Fit-for-purpose approach
When defining requirements and developing a measuring system, a useful notion to follow is the fit-for-purpose approach. The idea of fit-for-purpose is to consider the intended use of the data acquired from the developed method when defining requirements, developing and validating the measuring system.
For example, a measurement system used to monitor CQAs in real-time based on which CPPs are adjusted to affect the final product, should be fully validated. Whereas a measurement system used to identify critical process parameters during the early stages of process development may not require the same stringent validation.
By following this approach, development teams can guard against over-investing in a method that might have limited utility. The following is a list of questions that can help when defining key early-stage-requirements, using the fit-for-purpose approach:
- What is the system measuring? Is it measuring the critical parameter/quality attribute directly or an orthogonal metric?

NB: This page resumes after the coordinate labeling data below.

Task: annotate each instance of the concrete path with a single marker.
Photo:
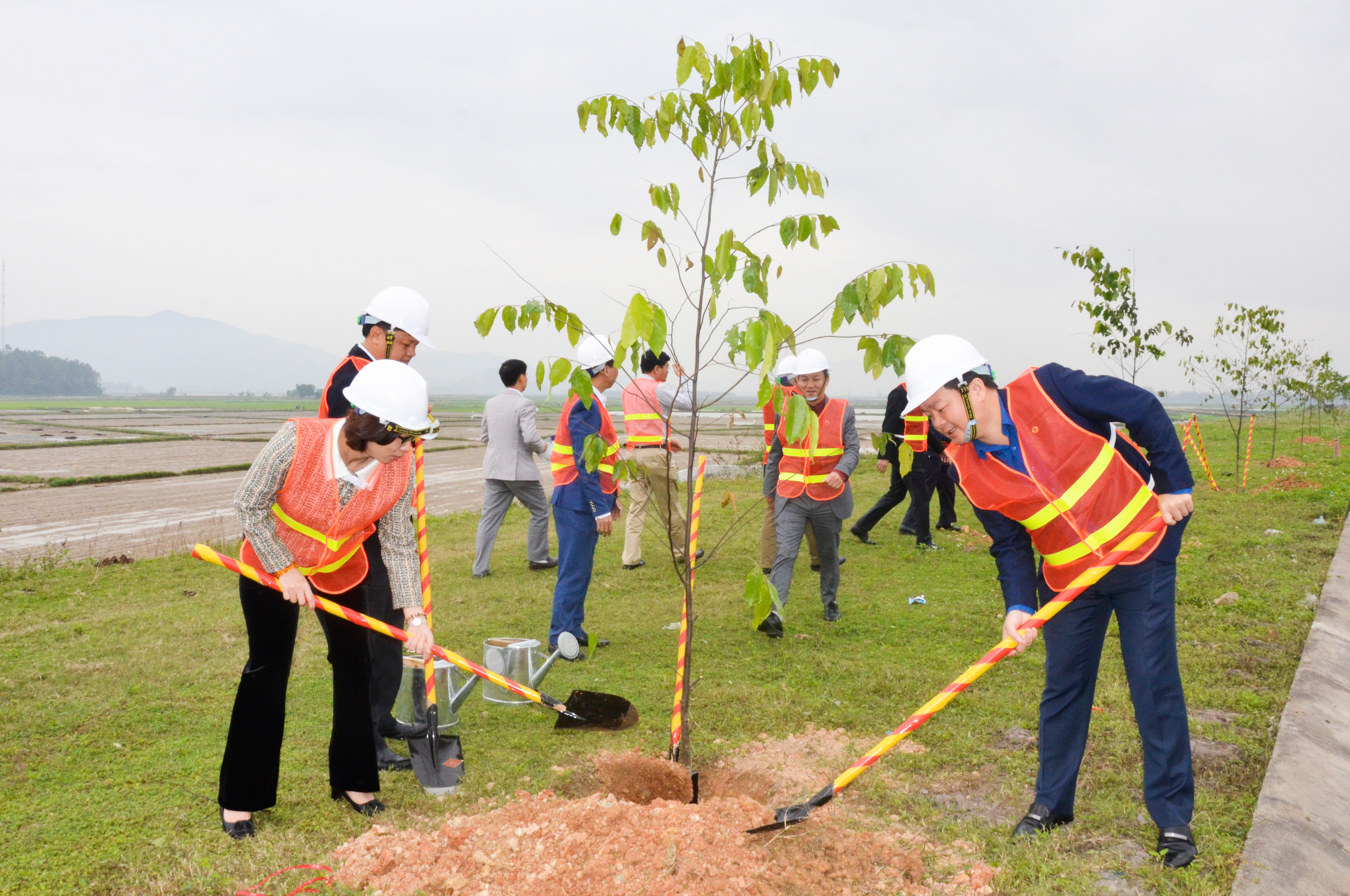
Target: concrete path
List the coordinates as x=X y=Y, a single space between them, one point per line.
x=1300 y=835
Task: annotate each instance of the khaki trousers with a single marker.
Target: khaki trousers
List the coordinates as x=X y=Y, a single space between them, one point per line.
x=769 y=539
x=656 y=481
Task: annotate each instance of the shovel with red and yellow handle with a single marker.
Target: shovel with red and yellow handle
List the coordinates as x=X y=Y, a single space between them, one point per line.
x=800 y=813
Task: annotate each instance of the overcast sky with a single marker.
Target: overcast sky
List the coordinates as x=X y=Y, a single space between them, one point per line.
x=273 y=165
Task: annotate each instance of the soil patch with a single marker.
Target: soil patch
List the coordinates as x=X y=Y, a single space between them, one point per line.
x=1288 y=484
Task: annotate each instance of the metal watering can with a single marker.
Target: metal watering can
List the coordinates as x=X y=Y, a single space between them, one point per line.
x=516 y=659
x=453 y=689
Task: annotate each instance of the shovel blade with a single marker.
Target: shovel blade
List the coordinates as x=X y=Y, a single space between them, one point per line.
x=438 y=760
x=594 y=710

- How should it be measured? Consider interaction with the sample. Should it be off-line, in-line, at-line, on-line or non-contact and non-destructive? Should it be real-time, or taken at fixed intervals? Accurate in-line, on-line and non-contact measurements are the preferred options for real-time monitoring and dynamic control.
- Under what conditions? What environmental conditions would the system operate under (temperature/humidity/pressure) and are there any chemical or sub-system compatibility issues? This is an opportunity to consider any user dependent or external noise factors. For example, sensors interfaced directly to a bioreactor must be sterilisable and should not be affected by fouling or interfere with the medium.
- How well should it be measured? Describe the desired performance metrics in terms of minimum sensitivity (the smallest change in the metric that can be detected), maximum tolerated error (systematic or random deviation from the true metric value) and range (the range of change to detect). Some of the key properties to evaluate for a measurement system include accuracy, precision, linearity, stability and capability.
- Other considerations? Think of any constraints such as GMP compatibility, size, shape and cost.
For many of these requirements, there will be numerous measurement options to select from, including the option to buy and adapt , or make custom measuring systems. In the early stages of process development, where agility is key, buying off-the-shelf solutions is typically the preferred option. However, it is often the case that there are no off-the-shelf solutions capable of satisfying all the desired requirements, meaning adapting these or making custom solutions is worth exploring early on.